The Hoya, or wax plant, is a relatively easy plant to grow indoors. It can be grown outdoors, but won’t survive in weather below 40 degrees Fahrenheit. A favorite feature of the hoya plant is its almost unlimited variety of leaf shapes, sizes and colors, and the blooms which get more vibrant as the plant ages. The hoya resists most pests and disease, and prefers nutrient rich, well drained soil and a spot with bright light, but no direct sun.
Stem and root rot occurs in the hoya when a bacteria invades the soil. The most common culprits are Phytophthora, Pythium or Rhizoctonia, and rot most often takes hold when the plant is over watered. In the early stages of root rot, roots will turn gray before drying out and turning to mush. As the disease progresses, dry lesions will begin to develop on the stem and leaves. Root rot can be cured by replacing the potting soil and cutting back on watering.
Caused by the Cercospora beticola fungi, Cercospora leaf spot is one bacterium that can affect the hoya.
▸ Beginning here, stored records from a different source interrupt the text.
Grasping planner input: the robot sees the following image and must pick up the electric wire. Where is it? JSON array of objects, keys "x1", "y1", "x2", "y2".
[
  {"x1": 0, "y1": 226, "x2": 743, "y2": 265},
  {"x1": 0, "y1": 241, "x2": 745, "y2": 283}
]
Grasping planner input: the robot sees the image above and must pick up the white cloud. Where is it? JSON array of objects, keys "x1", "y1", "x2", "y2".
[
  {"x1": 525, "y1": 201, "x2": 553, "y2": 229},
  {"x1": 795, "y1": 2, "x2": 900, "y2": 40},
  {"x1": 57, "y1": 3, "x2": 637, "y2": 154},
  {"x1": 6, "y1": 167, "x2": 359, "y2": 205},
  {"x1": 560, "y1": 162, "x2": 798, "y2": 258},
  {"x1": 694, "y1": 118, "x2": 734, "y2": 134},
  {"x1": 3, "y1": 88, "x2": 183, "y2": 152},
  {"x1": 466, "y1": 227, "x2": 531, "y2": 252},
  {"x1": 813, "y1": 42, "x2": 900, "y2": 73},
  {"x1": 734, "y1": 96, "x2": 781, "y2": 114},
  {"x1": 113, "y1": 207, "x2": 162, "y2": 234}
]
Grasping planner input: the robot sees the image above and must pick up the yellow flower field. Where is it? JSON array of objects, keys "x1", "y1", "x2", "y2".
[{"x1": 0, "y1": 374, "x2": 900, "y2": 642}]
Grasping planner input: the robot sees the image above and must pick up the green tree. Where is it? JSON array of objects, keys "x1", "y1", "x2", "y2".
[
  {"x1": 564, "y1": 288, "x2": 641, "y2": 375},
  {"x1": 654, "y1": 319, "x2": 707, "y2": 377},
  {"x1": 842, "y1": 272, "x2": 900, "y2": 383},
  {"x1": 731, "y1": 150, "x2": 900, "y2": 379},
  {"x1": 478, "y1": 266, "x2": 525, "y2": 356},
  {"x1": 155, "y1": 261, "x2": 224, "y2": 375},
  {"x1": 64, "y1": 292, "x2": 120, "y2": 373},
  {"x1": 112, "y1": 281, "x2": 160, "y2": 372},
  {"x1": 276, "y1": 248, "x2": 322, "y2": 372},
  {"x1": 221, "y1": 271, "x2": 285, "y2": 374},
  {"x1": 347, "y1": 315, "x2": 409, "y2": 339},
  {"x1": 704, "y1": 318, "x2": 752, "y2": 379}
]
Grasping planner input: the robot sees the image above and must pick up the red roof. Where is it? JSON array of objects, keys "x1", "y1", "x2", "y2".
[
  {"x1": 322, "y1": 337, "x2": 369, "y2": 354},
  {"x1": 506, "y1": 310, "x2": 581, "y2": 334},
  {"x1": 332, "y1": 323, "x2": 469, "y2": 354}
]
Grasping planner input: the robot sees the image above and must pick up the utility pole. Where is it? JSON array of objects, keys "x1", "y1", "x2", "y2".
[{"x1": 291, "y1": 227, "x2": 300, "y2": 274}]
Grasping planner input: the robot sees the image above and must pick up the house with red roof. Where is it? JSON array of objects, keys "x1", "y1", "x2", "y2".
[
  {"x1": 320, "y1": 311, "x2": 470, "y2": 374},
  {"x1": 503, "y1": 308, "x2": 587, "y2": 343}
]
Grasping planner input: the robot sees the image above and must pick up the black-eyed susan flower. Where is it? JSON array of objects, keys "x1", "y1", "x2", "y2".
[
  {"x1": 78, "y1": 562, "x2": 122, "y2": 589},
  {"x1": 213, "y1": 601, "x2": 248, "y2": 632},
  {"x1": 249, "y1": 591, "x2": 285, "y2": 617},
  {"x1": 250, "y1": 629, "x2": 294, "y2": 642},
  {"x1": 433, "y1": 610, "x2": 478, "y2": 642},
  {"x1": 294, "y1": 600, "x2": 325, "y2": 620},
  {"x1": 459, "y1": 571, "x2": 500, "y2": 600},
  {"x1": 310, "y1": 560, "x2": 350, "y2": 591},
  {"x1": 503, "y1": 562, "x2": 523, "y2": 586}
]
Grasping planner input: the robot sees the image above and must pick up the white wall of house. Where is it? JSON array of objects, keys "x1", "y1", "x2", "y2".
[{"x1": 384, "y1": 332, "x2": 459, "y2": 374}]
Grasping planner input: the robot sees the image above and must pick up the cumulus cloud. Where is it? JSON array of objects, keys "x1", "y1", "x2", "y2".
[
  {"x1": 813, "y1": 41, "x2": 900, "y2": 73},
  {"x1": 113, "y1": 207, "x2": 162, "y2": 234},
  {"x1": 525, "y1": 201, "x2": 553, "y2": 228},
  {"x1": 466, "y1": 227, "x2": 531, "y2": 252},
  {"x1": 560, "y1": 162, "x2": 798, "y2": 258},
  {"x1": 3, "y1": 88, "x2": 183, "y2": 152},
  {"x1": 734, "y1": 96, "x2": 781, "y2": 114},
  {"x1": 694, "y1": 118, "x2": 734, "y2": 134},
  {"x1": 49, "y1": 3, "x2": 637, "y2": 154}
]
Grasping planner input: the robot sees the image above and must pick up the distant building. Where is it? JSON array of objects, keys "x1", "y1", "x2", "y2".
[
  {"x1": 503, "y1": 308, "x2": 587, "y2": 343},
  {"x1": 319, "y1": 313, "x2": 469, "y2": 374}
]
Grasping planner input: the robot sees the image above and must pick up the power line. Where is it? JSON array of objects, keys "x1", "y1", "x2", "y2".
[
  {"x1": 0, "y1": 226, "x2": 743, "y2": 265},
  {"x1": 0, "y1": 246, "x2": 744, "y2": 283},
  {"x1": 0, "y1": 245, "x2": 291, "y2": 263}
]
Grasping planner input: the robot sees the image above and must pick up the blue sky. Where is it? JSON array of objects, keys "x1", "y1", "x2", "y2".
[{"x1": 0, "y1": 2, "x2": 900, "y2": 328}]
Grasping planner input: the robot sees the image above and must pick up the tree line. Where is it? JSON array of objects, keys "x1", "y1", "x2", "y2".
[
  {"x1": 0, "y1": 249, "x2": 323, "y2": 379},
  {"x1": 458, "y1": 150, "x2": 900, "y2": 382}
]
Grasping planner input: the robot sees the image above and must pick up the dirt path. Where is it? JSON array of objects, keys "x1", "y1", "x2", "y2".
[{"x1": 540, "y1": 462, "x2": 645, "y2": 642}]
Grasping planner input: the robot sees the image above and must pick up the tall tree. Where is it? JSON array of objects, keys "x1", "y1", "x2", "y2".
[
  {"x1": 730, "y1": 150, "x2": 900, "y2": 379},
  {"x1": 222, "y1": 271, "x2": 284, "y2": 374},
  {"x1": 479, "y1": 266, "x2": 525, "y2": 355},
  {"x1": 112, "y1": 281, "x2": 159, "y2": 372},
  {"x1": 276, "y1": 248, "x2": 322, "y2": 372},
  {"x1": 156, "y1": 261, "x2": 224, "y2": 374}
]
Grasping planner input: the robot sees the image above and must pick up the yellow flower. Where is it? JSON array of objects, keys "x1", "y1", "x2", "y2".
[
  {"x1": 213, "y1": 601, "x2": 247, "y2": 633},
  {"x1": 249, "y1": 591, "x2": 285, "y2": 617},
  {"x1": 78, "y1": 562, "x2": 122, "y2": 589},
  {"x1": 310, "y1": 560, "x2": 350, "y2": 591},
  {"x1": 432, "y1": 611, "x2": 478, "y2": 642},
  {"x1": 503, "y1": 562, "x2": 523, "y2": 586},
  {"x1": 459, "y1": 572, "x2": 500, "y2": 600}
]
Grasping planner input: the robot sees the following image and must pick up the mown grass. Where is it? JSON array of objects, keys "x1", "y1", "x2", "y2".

The bacteria first appear as dark-green or brown spots along the vine, and will eventually spread to the leaves. Once the leaves are infected, they will die, leaving the vine unable to survive. Cercospora is primarily a problem for outdoor hoyas, as that is where the bacteria can move freely. The best way to rid the plant of Cercospora is with an application of fungicide, preferably one that contains copper — azoxystrobin or myclobutanil usually work best.
Another bacterial infection, Pseudomonas cichorii can infect a number of leafy plants, including the hoya. The bacteria are normally found in soil, and can easily infect roots and other parts of the plant. It will first appear as small, red-brown lesions on the lower part of the stem and leaves, and will spread from there. If not treated with a fungicide, it will cause leaf death and eventually cause plant death.